Ballast is a vector for stowaways. Shipping ballast water is collected in coastal waters in one place then discharged in another, often full of organisms that get moved around from port to port. These creatures form a population of unwanted species when discharged in foreign environments, and have names like: Spiny Water Flea, North American Comb Jelly, Round Goby, Toxic Algae, Mitten Crab, Zebra Mussel, American Razor Clam, North Pacific Seastar. 3-5 billion tonnes of ballast water is transferred throughout the world each year, and the amount is increasing. Ballast water creatures are starting to turn up in new places as new shipping routes open up due to climate change, like the Northwest Passage in the Arctic Circle.

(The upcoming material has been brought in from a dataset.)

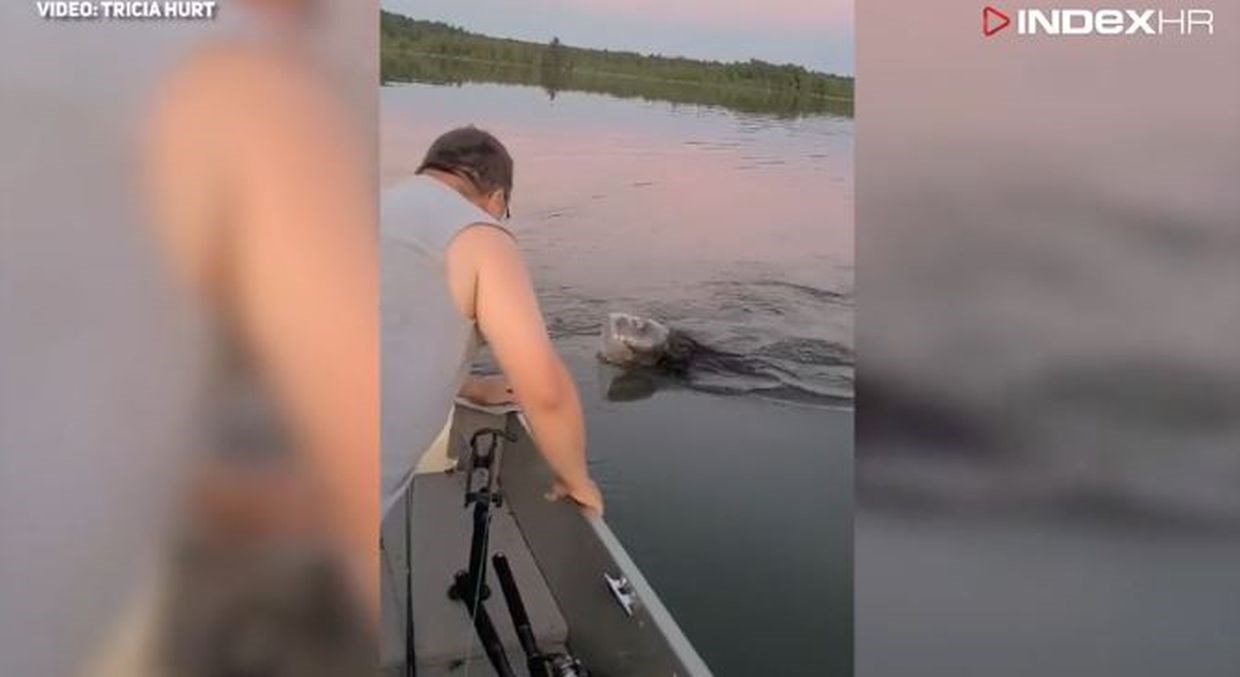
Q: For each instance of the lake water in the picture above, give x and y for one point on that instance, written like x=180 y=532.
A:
x=732 y=487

Rail freight (and its ballast) acts as a conduit for human stowaways, but its corridors also enable other species to mobilise in these relatively protected zones of industry. The history of trains is bound up in the history of time; time zones were created for them. Over the years I’ve wondered not just about the sentience hosted by trains, but their own imaginations and agendas. My favourite hobby is anthropomorphising stuff, but the iron horses make it pretty easy. I like to think all players have consciousness.